Cyclists on the footpath – Frank McNally on a permanently hostile debate

Running on the side of the road, even for short periods, is not always advisable in Dublin traffic

A thing I find myself doing a lot recently, whenever I’m out for a run in Dublin, is stepping off footpaths to make way for oncoming cyclists and people on scooters.

I don’t do this – or even write it – sarcastically. On the contrary. It just often seems like the polite, even the reasonable, way to behave.

One night a while ago, for example, I was trundling along the pavement of the East-Link bridge when a bike rounded the corner ahead of me.

The cyclist was not one of the lycra-clad speedsters of cliché. She was a woman of late middle age, moving at a stately pace, and visibly embarrassed to be caught using the path, so that she wobbled while veering towards the road to avoid me.


But the footpath is a bit steep there and, unlike me, she had her back to the traffic on that side. So before she could, I took to the road to let her pass.

Whereupon, wobbling with embarrassment now, she said “sorry”. And replying with the international hand-gesture for “don’t worry”, I carried on, in no way discomfited by my minor diversion.

I had a similar encounter the other day, this time involving a scooter and its 20-something male occupant, on one of those very narrow footpaths along the Luas line near Smithfield.

There was room for only one of us.

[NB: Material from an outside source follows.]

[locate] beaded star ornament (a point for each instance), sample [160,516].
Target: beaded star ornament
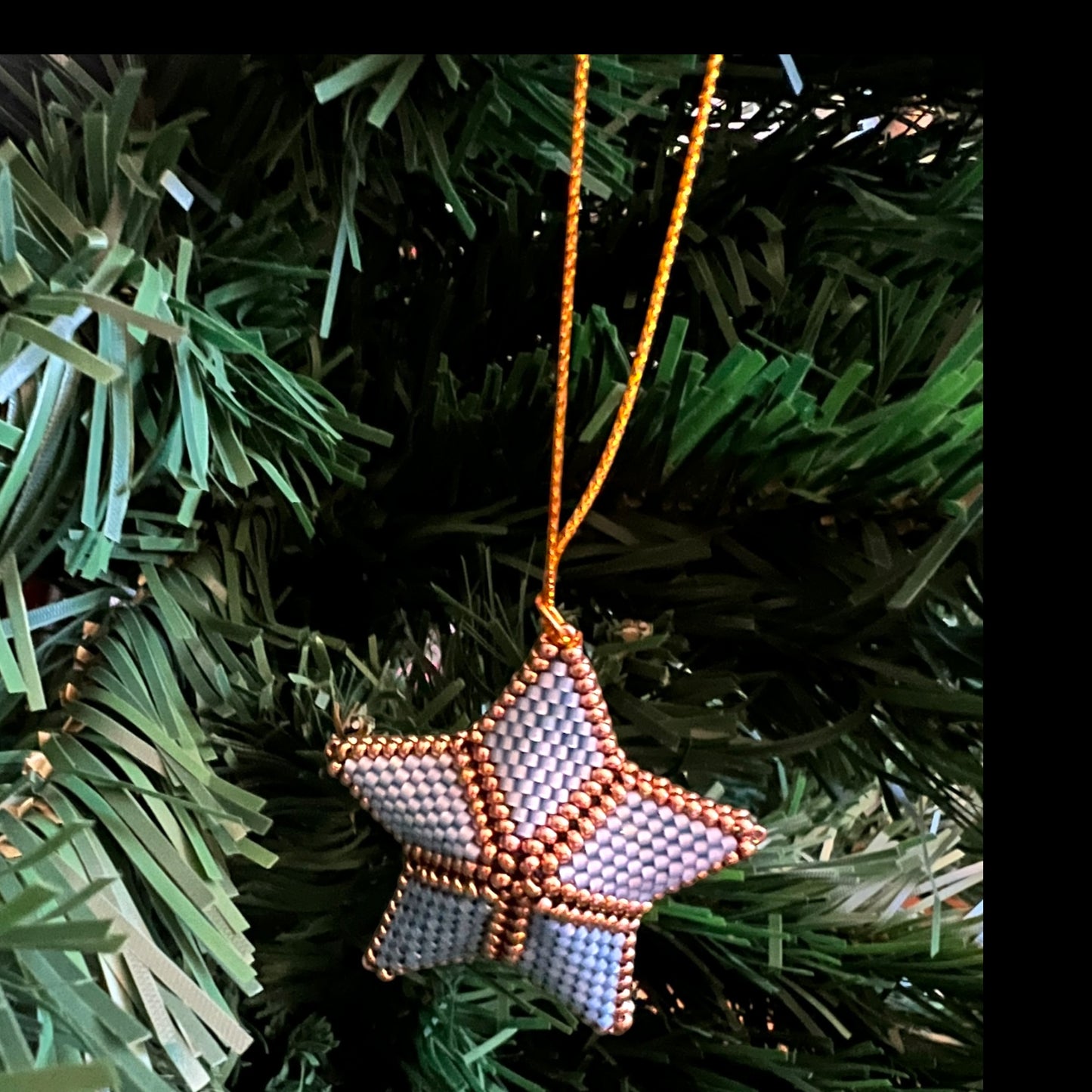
[531,839]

But it’s awkward coming off the footpath on a scooter, I imagine; besides which, there was a tram approaching about 50 metres behind him.

So again, just because it was easier, and because I had fuller information on the whereabouts and velocity of the tram – not to mention that I was less likely to get either of my rubber appendages stuck in the tracks – I stepped out again.

The scooting person didn’t say “sorry”. But I wasn’t unduly disturbed then either. The truth is, like many runners, I often prefer the side of the road to the footpath. Tarmac is more forgiving on the joints than concrete. And where both are sloped, the camber of the road is also often more sympathetic to running pains.

This may be especially true in my case. While being fitted for orthotics a while back, I had the revelation late in life that one of my legs is very slightly longer than the other.

It’s not as unusual as you might think, apparently. But as a result, I have a very mild version of Flann O’Brien’s human bicycle syndrome and could probably park against a low kerb without raising my left foot.

Of course, running on the side of the road, even for short periods, is not always advisable in Dublin traffic. As for many of Ireland’s rural roads, in my experience, the only safe place to run or walk there these days is the ditch.


Anyway, what set me thinking about all this was a very sad case in the English courts this week, wherein a pedestrian was convicted of manslaughter for the death of a cyclist who had been using the footpath. Both parties were female: the cyclist a 77-year-old, the pedestrian 49 and (as she told police) “partially sighted”.

Peterborough Crown Court heard that the pedestrian had made an aggressive hand gesture towards the cyclist and swore “get off the f***ing pavement”, causing the older woman to fall in front of a car.

Everyone agreed it was a tragedy. But commenting on the verdict, a police detective said that regardless of the rights and wrongs of where the cyclist was, the pedestrian’s reaction had been “totally disproportionate”.

No doubt it’s because I’m guilty of it myself from time to time that I rarely feel outraged by people cycling on footpaths, so long as they do so slowly and apologetically.

Sometimes it’s the only safe place for them to be. Often, it’s just convenience. And yes, they could always dismount. But that’s an option of last resort on an unelectrified bike, which depends on momentum the way combustion engines depend on petrol.

While visiting Tokyo a few years back, I was amazed to see cyclists and pedestrians there – one of the most polite and law-abiding countries on earth – sharing many pavements, peacefully and without incident. But on this side of the world, the debate over road and footpath use is a permanently hostile one. To judge by social media and letters to the press, pedestrians, cyclists, and drivers are all members of mutually exclusive communities. And amid the general shouting match over incursions into each other’s territory, their relations are characterised by a kind of rock-paper-scissors righteousness.

Pedestrians proclaim moral superiority over cyclists. Cyclists proclaim it over drivers. Drivers can hardly proclaim it over anyone, really, unless they’re elderly or disabled. But they still try. And what they lack in strong debating points, they make up for with car horns.